Figures show drop in Scottish corporate insolvencies

Yvonne Brady

The number of Scottish corporate insolvencies in the first quarter of the year is 21.2 per cent lower than over the same time last year, according to newAccountant in Bankruptcy (AiB) data.

The figures, included in the latest AiB quarterly report, were hailed as “a welcome sign the Scottish economy is on the road to recovery” by business minister Fergus Ewing.

The number of businesses going to the wall in the first quarter of the year remained static at 197, the same number as in the previous quarter, but the total is 21.2 per cent lower than in the same quarter in 2014-15, which saw 250 corporate insolvencies.
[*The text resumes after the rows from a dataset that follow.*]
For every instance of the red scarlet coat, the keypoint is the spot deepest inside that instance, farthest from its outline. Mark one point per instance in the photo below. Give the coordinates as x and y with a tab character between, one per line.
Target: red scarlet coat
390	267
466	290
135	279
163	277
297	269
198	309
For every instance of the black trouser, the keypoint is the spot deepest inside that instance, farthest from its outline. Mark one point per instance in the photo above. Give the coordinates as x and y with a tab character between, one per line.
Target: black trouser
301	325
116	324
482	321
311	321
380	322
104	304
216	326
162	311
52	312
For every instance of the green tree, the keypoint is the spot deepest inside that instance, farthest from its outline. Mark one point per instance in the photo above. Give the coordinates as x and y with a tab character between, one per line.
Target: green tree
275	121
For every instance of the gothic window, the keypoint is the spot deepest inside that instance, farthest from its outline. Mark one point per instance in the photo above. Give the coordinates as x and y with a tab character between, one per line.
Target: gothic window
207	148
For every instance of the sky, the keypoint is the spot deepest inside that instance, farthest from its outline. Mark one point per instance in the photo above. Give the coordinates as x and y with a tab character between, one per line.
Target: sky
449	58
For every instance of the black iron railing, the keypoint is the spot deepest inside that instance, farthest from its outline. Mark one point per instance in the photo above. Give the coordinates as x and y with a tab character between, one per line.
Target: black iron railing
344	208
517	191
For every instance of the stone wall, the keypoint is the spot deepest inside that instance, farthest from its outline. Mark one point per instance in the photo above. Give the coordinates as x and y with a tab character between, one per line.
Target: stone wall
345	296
However, HBJ Gateley has suggested “sector-specific spikes in insolvencies” are possible in the future.

BDO LLP echoed some of their concerns, welcoming the static number of insolvencies but highlighting “pockets of concern such as the oil and gas sector which is undergoing a transformation in the way it operates in Scotland”.

Yvonne Brady , head of corporate restructuring at HBJ Gateley, said: “That Scottish corporate insolvencies are down on last year by a significant margin is encouraging and these statistics confirm that, for the most part, the corporate insolvency market has finished consolidating itself.

“But they can also be seen as a reflection of the changing landscape of corporate restructuring.

“Corporate restructuring is evolving along with new ways of doing business –including increased access to and reliance on the internet; while alternative finance options are also a factor in the changing landscape of the distressed sector.

“This combination is giving businesses more flexibility and options as to how they reshape themselves, which in turn may lead to higher survival rates for companies in distress. Overall, this is positive for Scottish commerce.

“However, in future, we might see sector-specific spikes in insolvencies as different industries continue to adjust to micro-economic pressures.

“For example, with the double whammy of consumers’ post-recession cost focus and the rise of digital technologies in delivering everything from groceries to clothing, the retail sector will never be the same again.”

Bryan Jackson, business restructuring partner with BDO, said: “The uncertainty over the Eurozone and the dip in demand from China will play their part in easing the performance of the economy but there is a view that most Scots firms are prepared for such difficulties and have appropriate contingency plans in place to meet these market fluctuations.”